Talking to the Enemy

This book begins by discussing the problems of non-recognition and breaches in diplomatic relations, and then considers the advantages and disadvantages of the different methods which states, not in diplomatic relations, employ when they nevertheless need to communicate. These include intermediaries, disguised embassies, ceremonial occasions such as working funerals, the diplomatic corps in third states and at the seat of international organisations, special envoys, and joint commissions. In short, it is concerned with the kind of diplomacy which produced the rapprochement between Israel and the PLO in September 1993.

The contents list and abstracts of each chapter can be found on Springer Link here.


This slim volume deals straightforwardly with the pros and cons of the ways that states without diplomatic relations talk to one another.
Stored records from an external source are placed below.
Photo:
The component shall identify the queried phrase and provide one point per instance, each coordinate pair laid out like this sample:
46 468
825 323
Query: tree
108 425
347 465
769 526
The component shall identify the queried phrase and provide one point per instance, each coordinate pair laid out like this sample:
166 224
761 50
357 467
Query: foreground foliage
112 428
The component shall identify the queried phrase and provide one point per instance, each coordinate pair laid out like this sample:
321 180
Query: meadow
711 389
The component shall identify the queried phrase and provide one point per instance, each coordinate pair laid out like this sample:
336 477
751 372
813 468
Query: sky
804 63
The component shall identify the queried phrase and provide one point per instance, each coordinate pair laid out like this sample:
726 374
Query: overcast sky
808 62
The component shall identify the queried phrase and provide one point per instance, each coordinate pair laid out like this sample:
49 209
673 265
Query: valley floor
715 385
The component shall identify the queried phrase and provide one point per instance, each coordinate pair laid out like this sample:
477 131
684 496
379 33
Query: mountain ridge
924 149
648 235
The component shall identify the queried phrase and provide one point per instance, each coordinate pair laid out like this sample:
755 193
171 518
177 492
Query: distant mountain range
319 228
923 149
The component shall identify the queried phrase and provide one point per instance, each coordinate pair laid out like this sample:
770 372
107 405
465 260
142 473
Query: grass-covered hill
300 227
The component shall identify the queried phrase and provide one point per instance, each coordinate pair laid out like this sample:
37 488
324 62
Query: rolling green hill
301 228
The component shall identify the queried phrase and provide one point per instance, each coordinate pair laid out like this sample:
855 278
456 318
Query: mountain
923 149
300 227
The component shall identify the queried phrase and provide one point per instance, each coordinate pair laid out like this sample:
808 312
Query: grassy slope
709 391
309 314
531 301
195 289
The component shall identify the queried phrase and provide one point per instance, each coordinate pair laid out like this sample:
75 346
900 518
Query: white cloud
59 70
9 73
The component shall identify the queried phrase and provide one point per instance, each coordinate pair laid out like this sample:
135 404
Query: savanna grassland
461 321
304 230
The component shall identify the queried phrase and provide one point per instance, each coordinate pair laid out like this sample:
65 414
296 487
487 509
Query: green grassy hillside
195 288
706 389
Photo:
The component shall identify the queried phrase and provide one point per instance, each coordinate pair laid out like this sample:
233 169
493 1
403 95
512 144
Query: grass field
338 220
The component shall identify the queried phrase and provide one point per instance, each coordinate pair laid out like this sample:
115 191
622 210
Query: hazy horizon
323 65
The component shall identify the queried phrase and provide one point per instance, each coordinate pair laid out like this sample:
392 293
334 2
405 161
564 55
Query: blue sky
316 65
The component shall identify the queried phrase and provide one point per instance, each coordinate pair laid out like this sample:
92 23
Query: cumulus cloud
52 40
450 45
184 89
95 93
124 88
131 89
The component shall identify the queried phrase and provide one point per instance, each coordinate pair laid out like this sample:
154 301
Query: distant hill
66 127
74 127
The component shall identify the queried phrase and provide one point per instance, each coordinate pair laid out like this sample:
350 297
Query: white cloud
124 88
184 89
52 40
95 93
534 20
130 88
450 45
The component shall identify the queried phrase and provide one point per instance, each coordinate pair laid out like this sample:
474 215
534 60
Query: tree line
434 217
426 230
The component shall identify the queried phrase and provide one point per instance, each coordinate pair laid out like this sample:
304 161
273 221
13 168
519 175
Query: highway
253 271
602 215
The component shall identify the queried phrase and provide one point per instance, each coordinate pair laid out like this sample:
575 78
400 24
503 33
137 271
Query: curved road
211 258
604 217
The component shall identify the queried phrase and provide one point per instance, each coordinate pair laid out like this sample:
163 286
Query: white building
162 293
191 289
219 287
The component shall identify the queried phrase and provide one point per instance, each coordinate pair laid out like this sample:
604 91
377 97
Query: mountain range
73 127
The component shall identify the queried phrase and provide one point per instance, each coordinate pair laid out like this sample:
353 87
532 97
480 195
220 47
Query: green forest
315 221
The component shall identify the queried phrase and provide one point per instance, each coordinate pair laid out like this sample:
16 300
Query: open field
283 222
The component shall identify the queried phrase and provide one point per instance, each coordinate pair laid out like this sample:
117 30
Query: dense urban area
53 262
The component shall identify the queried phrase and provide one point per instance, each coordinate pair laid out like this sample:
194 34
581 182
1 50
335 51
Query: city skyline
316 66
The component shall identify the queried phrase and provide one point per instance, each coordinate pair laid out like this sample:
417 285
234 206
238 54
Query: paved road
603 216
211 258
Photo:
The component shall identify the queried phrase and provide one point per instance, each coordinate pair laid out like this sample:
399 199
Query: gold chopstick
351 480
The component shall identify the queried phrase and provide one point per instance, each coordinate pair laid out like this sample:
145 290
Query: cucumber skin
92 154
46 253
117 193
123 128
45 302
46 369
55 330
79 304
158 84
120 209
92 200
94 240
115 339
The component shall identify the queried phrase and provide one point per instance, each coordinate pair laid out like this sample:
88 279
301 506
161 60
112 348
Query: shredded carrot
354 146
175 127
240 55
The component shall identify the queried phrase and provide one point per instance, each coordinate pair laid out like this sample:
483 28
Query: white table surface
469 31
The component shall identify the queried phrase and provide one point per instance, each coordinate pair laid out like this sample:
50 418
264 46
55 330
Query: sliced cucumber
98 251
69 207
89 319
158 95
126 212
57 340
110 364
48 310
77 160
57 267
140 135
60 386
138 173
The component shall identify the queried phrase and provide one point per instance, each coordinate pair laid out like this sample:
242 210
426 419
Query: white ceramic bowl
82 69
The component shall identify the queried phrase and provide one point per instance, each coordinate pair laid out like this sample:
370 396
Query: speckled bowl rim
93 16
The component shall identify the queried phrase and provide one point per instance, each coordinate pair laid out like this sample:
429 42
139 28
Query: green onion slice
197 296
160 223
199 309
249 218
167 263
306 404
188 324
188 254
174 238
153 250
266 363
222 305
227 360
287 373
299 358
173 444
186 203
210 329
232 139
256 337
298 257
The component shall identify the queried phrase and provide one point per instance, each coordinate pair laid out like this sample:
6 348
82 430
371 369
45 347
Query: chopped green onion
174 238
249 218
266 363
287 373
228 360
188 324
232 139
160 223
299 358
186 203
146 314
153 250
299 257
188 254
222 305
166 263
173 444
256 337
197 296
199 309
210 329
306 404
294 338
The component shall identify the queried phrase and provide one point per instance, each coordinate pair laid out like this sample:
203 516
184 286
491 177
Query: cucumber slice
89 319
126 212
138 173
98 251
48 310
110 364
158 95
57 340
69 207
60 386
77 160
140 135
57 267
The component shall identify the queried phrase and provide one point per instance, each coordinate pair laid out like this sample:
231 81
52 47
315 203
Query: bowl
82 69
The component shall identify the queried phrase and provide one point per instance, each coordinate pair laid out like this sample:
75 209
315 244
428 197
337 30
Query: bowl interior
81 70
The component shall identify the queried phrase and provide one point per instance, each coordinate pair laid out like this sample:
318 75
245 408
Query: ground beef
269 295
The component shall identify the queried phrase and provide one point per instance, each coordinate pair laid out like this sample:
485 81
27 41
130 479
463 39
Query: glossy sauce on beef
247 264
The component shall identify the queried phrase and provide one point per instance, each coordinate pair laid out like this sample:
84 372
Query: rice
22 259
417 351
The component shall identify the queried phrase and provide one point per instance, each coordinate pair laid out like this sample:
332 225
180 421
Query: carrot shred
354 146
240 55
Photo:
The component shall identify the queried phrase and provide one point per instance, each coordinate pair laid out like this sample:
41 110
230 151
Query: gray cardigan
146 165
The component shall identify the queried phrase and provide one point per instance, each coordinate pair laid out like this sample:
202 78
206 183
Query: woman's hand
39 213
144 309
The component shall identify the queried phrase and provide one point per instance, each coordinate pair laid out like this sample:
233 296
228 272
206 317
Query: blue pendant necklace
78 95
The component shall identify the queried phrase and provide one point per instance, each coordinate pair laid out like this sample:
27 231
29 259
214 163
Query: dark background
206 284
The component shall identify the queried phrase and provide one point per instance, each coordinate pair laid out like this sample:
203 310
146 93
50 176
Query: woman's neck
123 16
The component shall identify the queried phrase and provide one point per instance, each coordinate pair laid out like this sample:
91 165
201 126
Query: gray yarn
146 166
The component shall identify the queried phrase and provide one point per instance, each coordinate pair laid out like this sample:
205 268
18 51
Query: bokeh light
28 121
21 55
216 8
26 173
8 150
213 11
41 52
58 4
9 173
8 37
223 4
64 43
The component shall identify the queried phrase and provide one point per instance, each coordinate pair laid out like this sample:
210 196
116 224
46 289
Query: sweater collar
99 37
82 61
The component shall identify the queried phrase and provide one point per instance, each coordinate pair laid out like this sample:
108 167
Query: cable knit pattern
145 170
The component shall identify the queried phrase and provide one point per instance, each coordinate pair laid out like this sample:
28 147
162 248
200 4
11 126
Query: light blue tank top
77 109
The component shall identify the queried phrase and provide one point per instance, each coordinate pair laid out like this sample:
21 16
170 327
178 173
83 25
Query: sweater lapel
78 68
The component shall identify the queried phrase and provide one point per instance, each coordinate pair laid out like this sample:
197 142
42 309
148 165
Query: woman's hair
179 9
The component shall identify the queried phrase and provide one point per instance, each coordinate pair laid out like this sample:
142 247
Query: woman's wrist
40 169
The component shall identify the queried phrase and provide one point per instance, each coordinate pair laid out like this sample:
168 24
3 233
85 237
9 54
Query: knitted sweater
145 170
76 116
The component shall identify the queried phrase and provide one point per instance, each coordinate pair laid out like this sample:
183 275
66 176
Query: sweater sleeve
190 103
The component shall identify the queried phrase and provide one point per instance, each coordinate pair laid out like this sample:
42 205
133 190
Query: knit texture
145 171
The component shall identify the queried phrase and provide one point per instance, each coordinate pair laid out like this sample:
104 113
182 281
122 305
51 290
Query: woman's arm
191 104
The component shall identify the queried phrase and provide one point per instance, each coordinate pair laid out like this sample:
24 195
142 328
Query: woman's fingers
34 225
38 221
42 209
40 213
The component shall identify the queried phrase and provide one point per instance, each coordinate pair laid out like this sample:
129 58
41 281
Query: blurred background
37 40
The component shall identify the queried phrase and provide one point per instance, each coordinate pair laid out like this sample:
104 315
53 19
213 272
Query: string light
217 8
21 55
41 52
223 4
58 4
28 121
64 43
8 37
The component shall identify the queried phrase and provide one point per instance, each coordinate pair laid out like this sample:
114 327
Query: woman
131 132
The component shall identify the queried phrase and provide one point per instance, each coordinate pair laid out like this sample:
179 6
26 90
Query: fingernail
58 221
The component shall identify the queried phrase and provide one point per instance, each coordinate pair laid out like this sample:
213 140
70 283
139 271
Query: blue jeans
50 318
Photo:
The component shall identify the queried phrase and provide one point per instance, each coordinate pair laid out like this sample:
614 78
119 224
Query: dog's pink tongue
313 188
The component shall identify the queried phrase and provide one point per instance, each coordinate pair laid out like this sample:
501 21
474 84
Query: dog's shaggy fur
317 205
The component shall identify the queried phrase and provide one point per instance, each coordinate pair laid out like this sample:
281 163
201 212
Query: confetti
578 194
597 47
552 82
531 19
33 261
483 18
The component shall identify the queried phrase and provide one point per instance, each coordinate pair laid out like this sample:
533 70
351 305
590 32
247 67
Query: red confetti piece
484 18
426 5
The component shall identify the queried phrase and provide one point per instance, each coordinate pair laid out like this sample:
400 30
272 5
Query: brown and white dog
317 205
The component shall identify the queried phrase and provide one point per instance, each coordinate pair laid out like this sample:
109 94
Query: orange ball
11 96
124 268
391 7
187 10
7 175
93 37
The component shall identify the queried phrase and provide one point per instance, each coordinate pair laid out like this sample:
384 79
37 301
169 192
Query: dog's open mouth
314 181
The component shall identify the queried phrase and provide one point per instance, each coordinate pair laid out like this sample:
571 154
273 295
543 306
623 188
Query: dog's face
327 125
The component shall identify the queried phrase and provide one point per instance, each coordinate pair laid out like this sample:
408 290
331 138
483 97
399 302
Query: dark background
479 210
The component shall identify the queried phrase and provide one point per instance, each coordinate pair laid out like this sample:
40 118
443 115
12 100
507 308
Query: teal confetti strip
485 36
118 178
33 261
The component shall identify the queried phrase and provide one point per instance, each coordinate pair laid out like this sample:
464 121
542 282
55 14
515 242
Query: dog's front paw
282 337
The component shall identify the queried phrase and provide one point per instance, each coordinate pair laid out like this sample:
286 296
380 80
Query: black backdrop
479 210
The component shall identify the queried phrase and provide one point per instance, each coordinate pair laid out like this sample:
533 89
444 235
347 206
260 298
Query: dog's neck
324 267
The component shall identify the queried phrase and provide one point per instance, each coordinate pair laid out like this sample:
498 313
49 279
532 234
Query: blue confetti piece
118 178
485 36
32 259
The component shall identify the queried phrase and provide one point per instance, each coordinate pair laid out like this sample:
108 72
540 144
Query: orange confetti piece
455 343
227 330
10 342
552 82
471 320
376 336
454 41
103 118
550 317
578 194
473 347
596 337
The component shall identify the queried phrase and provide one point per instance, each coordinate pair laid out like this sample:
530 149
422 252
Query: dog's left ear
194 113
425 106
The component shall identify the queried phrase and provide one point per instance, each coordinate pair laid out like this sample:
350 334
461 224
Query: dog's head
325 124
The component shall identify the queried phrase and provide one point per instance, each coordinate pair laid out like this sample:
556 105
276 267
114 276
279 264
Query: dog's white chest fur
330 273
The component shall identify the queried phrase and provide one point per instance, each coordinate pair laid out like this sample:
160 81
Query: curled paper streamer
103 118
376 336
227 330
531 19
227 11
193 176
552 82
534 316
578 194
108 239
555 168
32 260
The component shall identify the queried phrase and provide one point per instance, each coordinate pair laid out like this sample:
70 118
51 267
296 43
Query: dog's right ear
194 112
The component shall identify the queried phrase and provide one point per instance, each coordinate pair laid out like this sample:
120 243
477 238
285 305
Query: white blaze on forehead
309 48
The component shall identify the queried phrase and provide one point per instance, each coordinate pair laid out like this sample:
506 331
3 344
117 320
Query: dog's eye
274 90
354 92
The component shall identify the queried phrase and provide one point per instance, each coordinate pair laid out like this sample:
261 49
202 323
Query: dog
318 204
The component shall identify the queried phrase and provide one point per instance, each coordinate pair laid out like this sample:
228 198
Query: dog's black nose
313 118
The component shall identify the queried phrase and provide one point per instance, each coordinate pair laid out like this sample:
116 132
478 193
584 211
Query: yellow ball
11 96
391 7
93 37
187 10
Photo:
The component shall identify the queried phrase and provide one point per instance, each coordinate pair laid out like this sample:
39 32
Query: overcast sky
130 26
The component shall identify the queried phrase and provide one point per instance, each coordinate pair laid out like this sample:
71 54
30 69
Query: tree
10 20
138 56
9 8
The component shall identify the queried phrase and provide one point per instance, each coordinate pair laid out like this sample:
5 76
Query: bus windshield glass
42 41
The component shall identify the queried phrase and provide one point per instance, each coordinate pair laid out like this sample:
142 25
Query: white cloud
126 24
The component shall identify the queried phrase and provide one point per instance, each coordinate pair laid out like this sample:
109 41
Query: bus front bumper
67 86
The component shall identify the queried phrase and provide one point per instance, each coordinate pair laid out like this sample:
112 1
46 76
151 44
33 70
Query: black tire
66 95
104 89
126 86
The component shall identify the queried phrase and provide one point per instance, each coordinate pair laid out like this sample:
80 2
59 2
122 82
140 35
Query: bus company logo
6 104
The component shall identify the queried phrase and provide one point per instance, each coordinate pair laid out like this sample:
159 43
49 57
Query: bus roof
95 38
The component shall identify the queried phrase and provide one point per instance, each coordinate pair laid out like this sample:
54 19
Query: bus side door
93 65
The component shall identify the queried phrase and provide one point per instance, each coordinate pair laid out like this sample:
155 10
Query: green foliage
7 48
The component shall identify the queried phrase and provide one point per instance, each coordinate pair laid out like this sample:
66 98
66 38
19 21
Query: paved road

Quite helpful on its somewhat narrow topic, but the per-page cost is the highest I have seen., Francis Fukuyama, Foreign Affairs, vol. 74(2), 1995.

Also reviewed by Costas Constantinou in International Affairs, 1995, vol.71(1), 1995; Percy Cradock in Survival, vol.37(1), 1995; Margaret Doxey in Millennium, 1995, vol.24(1), 1995; and Lorna Lloyd in Political Studies, vol.44(1), 1996. [None available to me remotely.]